In [1]:
import pandas as pd

#Correlation Analysis of Weather type with other Parameters:
from sqlalchemy import create_engine
password_db='Bsa1986%40%21'
database_name='bengaluru_traffic'
host_port='127.0.0.1:3306'


engine=create_engine(f'mysql+pymysql://root:{password_db}@{host_port}/{database_name}')
query="""
SELECT 
    *
FROM traffic_cleaned_geo;
"""

df=pd.read_sql_query(query,engine)

In [2]:
#Correlation Analysis of Overall city vs individual corridors of weather types with key metrics.
weather_dummies=pd.get_dummies(df['weather'],prefix='weather_') #One Hot Encoding converting strings into binary equivalent.
metrics=['traffic_volume','avg_speed','road_capacity_utilization','congestion_score','incident_reports','environmental_impact','ped_cycle_count','parking_usage','public_transport_usage']

#Concat all relevant df for correlation analysis per corridor
df_encoded=pd.concat([df[['area','road']], df[metrics], weather_dummies],axis=1)

#Storing the base_metric categories for extraction of relevant df
weather_list=[col for col in df_encoded.columns if 'weather_' in col]

#Calculating the Overall City correlations:
global_corr=df_encoded[weather_list+metrics].corr(method='pearson').round(3).loc[weather_list,metrics]

#Extracting total corridors for step by step iteration
corridors=df_encoded.groupby(['area','road'])
results=[] #Store the correlation matrix having measurable deviations

#Iteration per corridor:
for (area,road),group in corridors:
    local_corr=group[weather_list+metrics].corr(method='pearson').round(3).loc[weather_list,metrics]

    #Calculating any sizeable deviation
    deviation=local_corr-global_corr
    if abs(deviation).max().max()>0.12:
        results.append({'area':area,'road':road,'deviation':deviation})

In [None]:
#To represent them into a Dataframe we need to convert them into 1-d from current 2-d shape using stack() function
df_list=[]

for item in results:
    area=item['area']
    road=item['road']

    #Stackking of the results in matrix(2-d) form
    matrix=item['deviation']

    df_mid=matrix.stack().reset_index()
    df_mid.columns=['weather_type','metric','deviation']
    df_mid['area']=area
    df_mid['road']=road

    df_list.append(df_mid)

#Final DataFrame using Concat Function
df_final=pd.concat(df_list,ignore_index=True)

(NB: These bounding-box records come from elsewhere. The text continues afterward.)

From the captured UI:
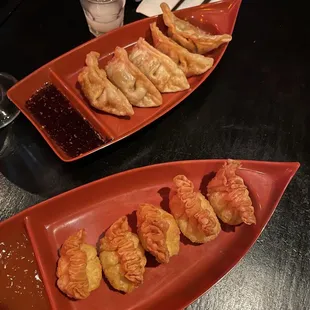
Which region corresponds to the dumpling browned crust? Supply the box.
[160,3,232,54]
[150,23,214,77]
[129,38,189,93]
[207,160,256,225]
[99,216,146,293]
[105,47,162,108]
[137,203,180,263]
[78,52,134,116]
[56,229,102,299]
[169,175,221,243]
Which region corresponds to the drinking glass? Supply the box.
[80,0,126,37]
[0,72,19,128]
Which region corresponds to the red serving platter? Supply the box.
[8,0,241,161]
[0,160,299,310]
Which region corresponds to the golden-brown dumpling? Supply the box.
[105,47,162,108]
[78,52,134,116]
[99,216,146,293]
[57,229,102,299]
[160,3,232,54]
[129,38,189,93]
[169,175,221,243]
[137,203,180,263]
[150,23,214,77]
[207,160,256,225]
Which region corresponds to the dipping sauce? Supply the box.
[0,222,50,310]
[26,83,107,157]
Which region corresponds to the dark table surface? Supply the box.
[0,0,310,310]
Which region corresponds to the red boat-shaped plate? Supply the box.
[0,160,299,310]
[8,0,241,161]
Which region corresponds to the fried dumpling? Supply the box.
[137,203,180,263]
[99,216,146,293]
[129,38,189,93]
[207,160,256,225]
[150,23,214,77]
[105,47,162,108]
[160,3,232,54]
[78,52,134,116]
[169,175,221,243]
[56,229,102,299]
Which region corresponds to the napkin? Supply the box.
[136,0,218,17]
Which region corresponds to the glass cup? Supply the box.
[0,72,19,128]
[80,0,126,37]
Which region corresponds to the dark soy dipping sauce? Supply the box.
[26,83,107,157]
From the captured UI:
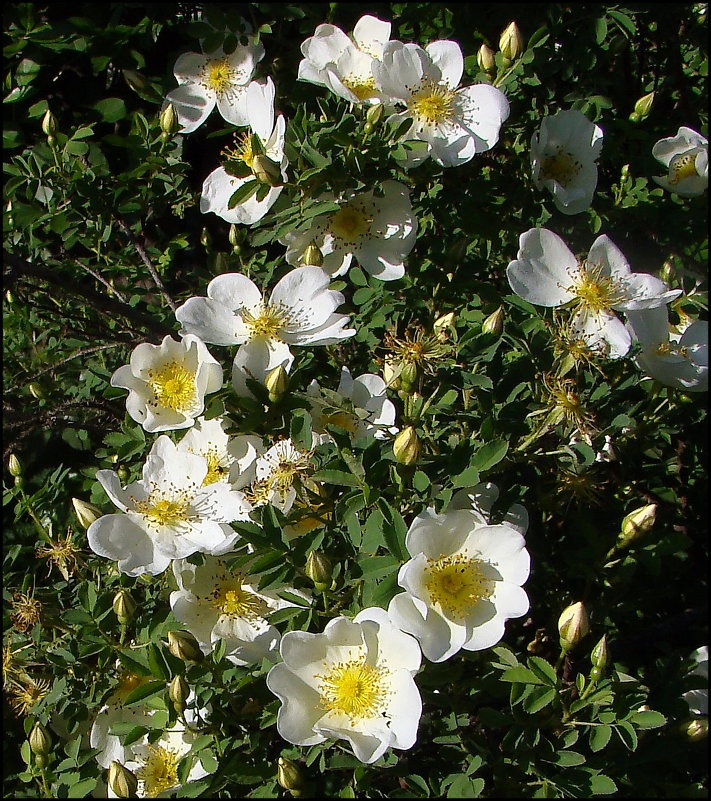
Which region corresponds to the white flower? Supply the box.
[531,109,602,214]
[200,78,289,225]
[627,307,709,392]
[164,40,264,134]
[299,14,390,103]
[178,417,264,489]
[683,645,709,715]
[170,554,308,665]
[279,181,417,281]
[652,126,709,197]
[506,228,681,359]
[306,367,398,444]
[373,40,509,167]
[267,607,422,763]
[248,439,314,515]
[87,434,251,576]
[111,335,222,433]
[175,265,355,394]
[388,499,530,662]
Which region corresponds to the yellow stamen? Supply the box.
[316,659,390,726]
[425,554,494,620]
[148,361,196,412]
[136,745,180,798]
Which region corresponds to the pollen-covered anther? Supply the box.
[316,659,390,726]
[425,554,494,620]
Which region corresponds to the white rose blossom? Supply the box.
[175,265,355,394]
[652,125,709,197]
[178,417,264,489]
[373,40,509,167]
[200,78,289,225]
[298,14,391,103]
[111,335,222,433]
[87,434,251,576]
[506,228,681,359]
[627,306,709,392]
[306,367,398,444]
[388,500,530,662]
[170,553,309,665]
[279,181,417,281]
[531,109,603,214]
[267,607,422,764]
[164,40,264,134]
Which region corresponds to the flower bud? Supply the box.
[476,44,496,72]
[168,630,205,662]
[111,589,136,626]
[301,242,323,267]
[499,22,523,61]
[107,760,138,798]
[252,154,284,186]
[481,306,504,336]
[160,103,180,139]
[365,103,383,128]
[558,601,590,651]
[617,503,657,548]
[393,426,420,467]
[277,757,304,796]
[7,453,22,478]
[168,673,190,713]
[264,364,289,403]
[72,498,104,528]
[42,109,57,136]
[590,634,610,670]
[29,721,52,756]
[630,92,654,122]
[304,551,333,590]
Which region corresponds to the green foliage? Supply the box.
[3,2,708,798]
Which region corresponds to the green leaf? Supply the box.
[589,726,612,751]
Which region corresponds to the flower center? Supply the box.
[569,261,626,312]
[669,151,699,184]
[205,58,233,96]
[425,554,494,620]
[408,83,456,125]
[316,659,389,726]
[148,362,195,412]
[329,205,373,242]
[242,303,292,340]
[341,75,375,100]
[136,745,180,798]
[538,152,583,187]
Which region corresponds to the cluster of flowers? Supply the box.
[79,16,707,796]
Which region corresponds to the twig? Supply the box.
[114,217,178,312]
[3,250,172,337]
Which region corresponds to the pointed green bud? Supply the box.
[476,44,496,72]
[300,242,323,267]
[264,364,289,403]
[481,306,504,336]
[617,503,657,548]
[29,721,52,756]
[558,601,590,651]
[277,757,304,797]
[111,589,136,626]
[72,498,104,529]
[499,22,523,61]
[304,551,333,591]
[168,673,190,714]
[252,155,284,186]
[160,103,180,139]
[106,760,138,798]
[168,630,205,662]
[393,426,420,467]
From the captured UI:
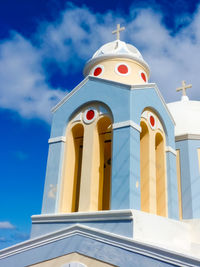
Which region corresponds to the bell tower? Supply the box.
[42,25,178,222]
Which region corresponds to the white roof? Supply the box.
[84,40,149,75]
[167,96,200,136]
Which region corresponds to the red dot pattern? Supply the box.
[86,109,94,121]
[149,116,155,127]
[141,72,147,82]
[117,64,128,74]
[94,67,102,76]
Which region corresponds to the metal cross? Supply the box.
[112,24,125,40]
[176,81,192,96]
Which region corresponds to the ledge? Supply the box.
[31,210,133,224]
[175,134,200,142]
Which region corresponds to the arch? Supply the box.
[155,133,166,216]
[140,109,167,216]
[140,106,169,144]
[59,102,112,212]
[140,120,150,212]
[97,116,112,210]
[60,123,84,212]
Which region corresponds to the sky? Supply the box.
[0,0,200,249]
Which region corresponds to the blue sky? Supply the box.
[0,0,200,251]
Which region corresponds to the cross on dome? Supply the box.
[112,24,125,40]
[176,81,192,99]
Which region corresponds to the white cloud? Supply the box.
[40,4,200,101]
[0,221,15,229]
[0,33,64,120]
[0,6,200,121]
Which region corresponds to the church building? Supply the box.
[0,24,200,267]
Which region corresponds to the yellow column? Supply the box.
[140,122,149,212]
[149,130,156,214]
[59,124,83,215]
[197,148,200,172]
[155,133,167,216]
[176,150,183,220]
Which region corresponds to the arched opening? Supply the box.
[60,123,84,212]
[97,116,112,210]
[140,121,150,212]
[72,124,83,211]
[155,133,166,216]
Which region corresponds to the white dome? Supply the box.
[167,97,200,136]
[84,40,149,75]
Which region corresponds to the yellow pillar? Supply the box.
[79,122,100,211]
[149,130,156,214]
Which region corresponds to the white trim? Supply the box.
[31,210,133,224]
[165,146,177,156]
[48,136,66,144]
[0,224,199,266]
[175,134,200,142]
[113,120,142,133]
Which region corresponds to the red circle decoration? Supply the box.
[94,67,102,76]
[149,115,155,127]
[141,72,147,82]
[117,64,128,74]
[86,109,95,121]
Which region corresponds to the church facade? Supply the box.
[0,27,200,267]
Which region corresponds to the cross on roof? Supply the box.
[112,24,125,40]
[176,81,192,96]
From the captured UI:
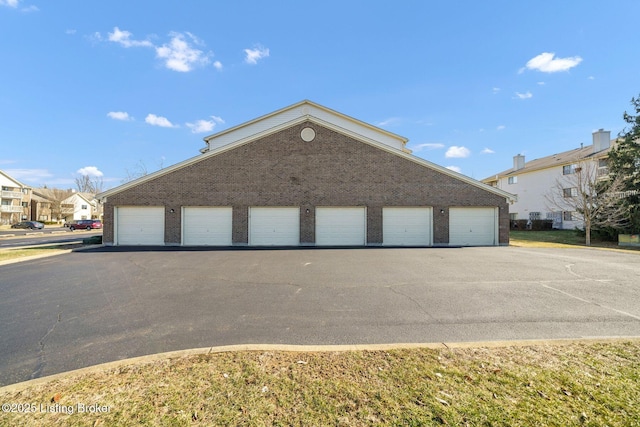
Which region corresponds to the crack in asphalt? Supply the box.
[388,283,435,320]
[30,311,62,379]
[541,283,640,320]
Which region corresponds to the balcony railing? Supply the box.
[0,191,23,199]
[0,205,24,213]
[596,166,609,178]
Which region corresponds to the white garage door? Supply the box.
[249,207,300,246]
[382,207,433,246]
[316,207,367,246]
[115,206,164,245]
[449,208,498,246]
[182,206,233,246]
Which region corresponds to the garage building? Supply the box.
[99,101,515,247]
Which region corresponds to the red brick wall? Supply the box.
[104,122,509,245]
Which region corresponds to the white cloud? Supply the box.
[156,33,209,73]
[444,145,471,159]
[526,52,582,73]
[187,116,224,133]
[144,114,178,128]
[244,46,269,65]
[102,27,212,73]
[412,142,444,151]
[516,92,533,99]
[76,166,104,177]
[376,117,401,127]
[187,120,216,133]
[107,111,133,122]
[108,27,153,47]
[0,0,20,8]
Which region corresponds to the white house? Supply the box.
[482,129,615,229]
[61,193,100,222]
[0,171,31,225]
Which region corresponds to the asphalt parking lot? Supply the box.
[0,247,640,386]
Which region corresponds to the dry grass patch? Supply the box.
[0,342,640,426]
[0,247,64,261]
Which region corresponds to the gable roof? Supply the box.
[96,100,517,201]
[63,191,94,204]
[0,170,31,188]
[200,100,411,153]
[482,139,617,182]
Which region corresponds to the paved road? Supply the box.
[0,247,640,385]
[0,231,102,250]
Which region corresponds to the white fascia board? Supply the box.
[200,100,408,153]
[96,109,517,206]
[96,117,306,202]
[315,120,518,202]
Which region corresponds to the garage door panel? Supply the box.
[117,206,164,245]
[316,207,367,246]
[182,206,233,246]
[382,207,433,246]
[449,208,497,246]
[249,207,300,246]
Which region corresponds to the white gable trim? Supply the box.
[96,101,517,202]
[200,100,408,153]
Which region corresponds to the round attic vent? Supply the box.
[300,128,316,142]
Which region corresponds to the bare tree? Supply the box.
[545,160,628,246]
[76,175,104,194]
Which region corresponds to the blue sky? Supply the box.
[0,0,640,189]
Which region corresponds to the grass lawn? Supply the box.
[0,246,63,261]
[0,341,640,426]
[509,230,640,250]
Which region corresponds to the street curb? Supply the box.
[0,336,640,394]
[0,245,102,267]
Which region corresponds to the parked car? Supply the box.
[11,221,44,230]
[69,219,102,231]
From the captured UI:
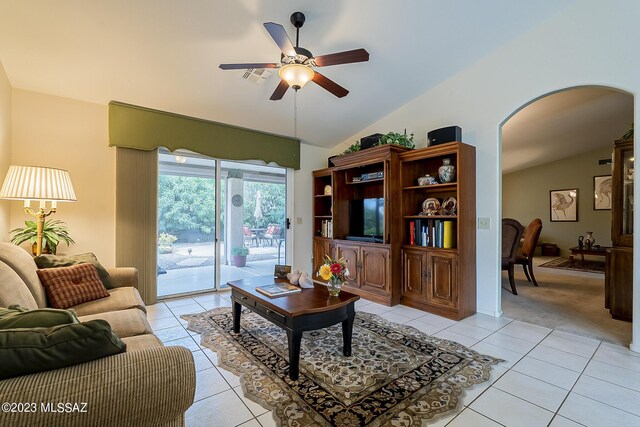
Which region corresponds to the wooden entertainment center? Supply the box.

#Extract deviations that are significant
df_final=df_final[df_final['deviation'].abs()>0.12]
df_final.reset_index(drop=True)

In [None]:
#Correlation analysis of incident_reports of overall city and corridor-wise analysis.
metrics=['traffic_volume','avg_speed','road_capacity_utilization','congestion_score','environmental_impact','ped_cycle_count','parking_usage','public_transport_usage']
base_metric=['incident_reports']

#Concat all relevant df for correlation analysis per corridor
df_encoded=pd.concat([df[['area','road']], df[metrics+base_metric]],axis=1)

#Calculating the Overall City correlations:
global_corr=df_encoded[base_metric+metrics].corr(method='spearman').round(3).loc[base_metric,metrics]

#Extracting total corridors for step by step iteration
corridors=df_encoded.groupby(['area','road'])
results=[] #Store the correlation matrix having measurable deviations

#Iteration per corridor:
for (area,road),group in corridors:
    local_corr=group[base_metric+metrics].corr(method='spearman').round(3).loc[base_metric,metrics]

    #Calculating any sizeable deviation
    deviation=local_corr-global_corr
    if abs(deviation).max().max()>0.12:
        results.append({'area':area,'road':road,'deviation':deviation})
global_corr.T

In [32]:
#To represent them into a Dataframe we need to convert them into 1-d from current 2-d shape using stack() function
df_list=[]

for item in results:
    area=item['area']
    road=item['road']

    #Stackking of the results in matrix(2-d) form
    matrix=item['deviation']

    df_mid=matrix.stack().reset_index()
    df_mid.columns=['incident_reports','metric','deviation']
    df_mid['area']=area
    df_mid['road']=road

    df_list.append(df_mid)

#Final DataFrame using Concat Function
df_final=pd.concat(df_list,ignore_index=True)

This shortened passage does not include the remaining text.